Barring injuries—I know, hilarious!—Carroll will spend most of his time at shortstop, and most of the things you’ll hear about him throughout the season will be in the key of “he battles his tail off” and “he really gets after it,” Mr. Gardenhire’s favorite attributes in a ballplayer, particularly skinny, light-hitting middle infielders (his favorite type of ballplayer as they all remind his own playing days).

So: He’s Punto with bat skills. And he’s a goofy looking dude–all baseball teams need one of those. Not bad for $3.5 million per year while he warms the shortstop gig for Brian Dozier, the hot-ish prospect most likely to assume the position in 2013. And if Dozier flames out, hey, there will probably be another aging, no-power veteran shortstop on the free-agent market to plug that hole. The good news: Punto himself is slated to be a 37-year-old free agent when Carroll contract expires. Twins fans, I’m sure, are counting the days.

Chuck Terhark

Alright, look: There was a time, not long ago, when being a Twins fan was a joy. Like gardening. Calming, occasionally fun, usually fruitful. You could talk about it with other fans and, more often than not, smile. Sure, there were always nagging issues—a pest to be ridded, a promising sprout that didn’t bloom. (Sorry, I’m not actually a gardener, but I’m having fun with the analogy.) Point is: Those days are gone. The era of the fair-weather hobbyist-fan is over. Twins fandom is now a job, and not an easy one. So: Let’s roll up our sleeves and get to it.

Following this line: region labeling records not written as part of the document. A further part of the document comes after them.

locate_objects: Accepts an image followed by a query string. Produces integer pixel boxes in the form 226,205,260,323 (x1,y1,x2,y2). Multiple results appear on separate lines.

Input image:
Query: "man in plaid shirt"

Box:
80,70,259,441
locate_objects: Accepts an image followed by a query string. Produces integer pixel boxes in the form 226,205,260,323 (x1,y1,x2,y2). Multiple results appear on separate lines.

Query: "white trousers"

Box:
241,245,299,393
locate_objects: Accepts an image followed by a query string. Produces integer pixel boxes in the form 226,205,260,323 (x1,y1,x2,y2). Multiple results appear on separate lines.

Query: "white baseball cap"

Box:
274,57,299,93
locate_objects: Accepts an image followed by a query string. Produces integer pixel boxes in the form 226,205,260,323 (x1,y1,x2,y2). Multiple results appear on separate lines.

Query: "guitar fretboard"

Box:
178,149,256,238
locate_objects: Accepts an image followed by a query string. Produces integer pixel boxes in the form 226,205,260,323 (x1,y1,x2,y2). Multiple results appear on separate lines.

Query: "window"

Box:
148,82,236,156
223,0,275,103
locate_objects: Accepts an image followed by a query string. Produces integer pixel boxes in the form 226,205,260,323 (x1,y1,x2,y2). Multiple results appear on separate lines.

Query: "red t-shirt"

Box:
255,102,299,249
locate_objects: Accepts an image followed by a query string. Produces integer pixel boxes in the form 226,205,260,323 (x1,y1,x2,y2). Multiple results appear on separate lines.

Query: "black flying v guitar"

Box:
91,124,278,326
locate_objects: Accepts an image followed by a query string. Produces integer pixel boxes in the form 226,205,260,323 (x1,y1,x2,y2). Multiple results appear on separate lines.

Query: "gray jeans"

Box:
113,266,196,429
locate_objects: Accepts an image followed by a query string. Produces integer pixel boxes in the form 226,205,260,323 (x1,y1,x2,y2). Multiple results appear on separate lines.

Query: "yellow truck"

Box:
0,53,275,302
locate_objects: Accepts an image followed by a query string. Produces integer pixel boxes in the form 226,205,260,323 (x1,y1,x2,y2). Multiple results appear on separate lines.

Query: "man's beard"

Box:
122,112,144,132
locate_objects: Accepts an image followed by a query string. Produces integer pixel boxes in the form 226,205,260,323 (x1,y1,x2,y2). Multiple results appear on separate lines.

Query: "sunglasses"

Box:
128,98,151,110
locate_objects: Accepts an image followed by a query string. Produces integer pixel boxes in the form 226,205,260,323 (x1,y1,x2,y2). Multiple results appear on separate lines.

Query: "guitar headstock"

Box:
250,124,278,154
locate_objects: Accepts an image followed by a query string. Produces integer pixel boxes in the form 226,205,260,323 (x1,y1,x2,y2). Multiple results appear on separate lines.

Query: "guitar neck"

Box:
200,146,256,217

The first order of business: Some context. In case you’ve forgotten—and Lord knows I’ve tried—the hometown nine spent their second season in their lovely new ballpark spending more money than ever before and came away with a whopper of a season to show for it. As much as I enjoy Burger King and malted milk balls, I’m using “whopper” as a pejorative here. They had 99 losses, but the real bitch: Our beloved “M&M” boys crashed to Earth with such force that they may never recover. Fans booed. It was that bad.

The team’s brass chalked the season up to a perfect storm of injuries, and they may have a point, although injuries don’t completely tell the story of the scouting failure that is Tsuyoshi Nishioka (a former batting champion from Japan who landed stateside and appeared to have never played the game of baseball before). Nor does it account for Liriano’s mental state (foggy, with nary a concussion to blame for it), Nick Blackburn’s contract (among baseball’s starting pitchers who are physically incapable of the feat known as the strikeout, he remains the richest), or the existence of Drew Butera (unnecessary—but then again, they wouldn’t be the Twins if they didn’t roster at least one player who would be lucky to make any other team’s AAA squad. See: Tolbert, Matt).

By wiping away the shitstorm that was the 2011 season by blaming injuries alone, the Twins can claim to be building a contending team again in 2012 simply by bringing back the same squad only healthier. That said, it still won’t be the same squad. Most notably, Terry Ryan is back as the General Manager, replacing Bill Smith—and the crowd went wild. Mr. Ryan got right to doing what Mr. Ryan does, which is search the bargain bins for position players who will likely turn into valuable assets (Jamey Carroll, Ryan Doumit, Josh Willingham—although he stands out as one of the most expensive free agent signings in Twins history, which still doesn’t say much) and pitchers that almost certainly won’t (Jason Marquis).

In the weeks leading up to spring training, I’ll take a look at each of these moves and the players involved, in an effort to deduce just what kind of team the Twins have assembled for us this year. I’ll take a look at the moves made by the other A.L. Central teams as well. And hopefully I can give readers of this fine blog something other than basketball to chew on.

Spoiler alert: I don’t think the Twins are going to compete this year. I’m not alone in that thinking. But that’s what makes being a Twins fan hard work these days. We still have to put in the hours. And some of that hard work comes in the form of remaining optimistic in the face of increasingly long odds. Let’s do this.